There was an unconscious rhythm to his movements, as if his fingers simply felt the motion of the bottle. A
large white dog, a Labrador, wandered over to the table. The dog looked expectantly at the empty chair opposite
Tom. The animal’s tongue lolled out of its mouth and sprayed drool over the table and the chair. “What about
her?” Tom finally asked, his head still slumped forward, his eyes still looking at his hands. It was the first time
Alisa had ever seen him actively dominate over anyone else, including his employees and even the headhunters
he hired to find his successors, who were either found or died bitter and angry after the process started. Alisa
had been working on her article for several days and tried to come up with a clever opening sentence that would
indicate the genius and importance of Danielle, the subject. She had trouble getting the tone right. For a while
she considered the idea of writing a scathing article about the anti-personnel mine she had come across the
previous week, something along the lines of; “An anti-personnel mine is a simple device, with a mixture of
plastic and metal, designed to kill a man or his fellows.

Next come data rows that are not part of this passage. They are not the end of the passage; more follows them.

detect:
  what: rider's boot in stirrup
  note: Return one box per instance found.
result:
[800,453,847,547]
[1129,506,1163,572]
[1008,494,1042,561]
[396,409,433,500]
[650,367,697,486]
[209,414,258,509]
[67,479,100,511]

They are usually constructed by the most desperate of
terrorists – and when the mines are triggered, they eject a lethal spray of metal fragments into the victim.” Then
she thought about writing a more honest and revealing piece, something like; “I found myself in the most
desperate of situations, faced with the horrifying prospect of tracking down a terrorist group that had taken
dozens of innocent lives.” She couldn’t get the tone right. In the end she decided to go for honest and a little bit
of ridicule. She decided on this line; “In these days of post-September 11th ramping up of defense spending,
Danielle Mellow’s job badge reads like a technologist’s wet dream. It is a new field, the mining industry, and
she is the shining star of it.” She tried pronouncing the words and deciding on her timing. Other women she had
worked with in TV news had told her that the biggest secret was to take their time. The key to great journalism,
they said, was always to speak slowly.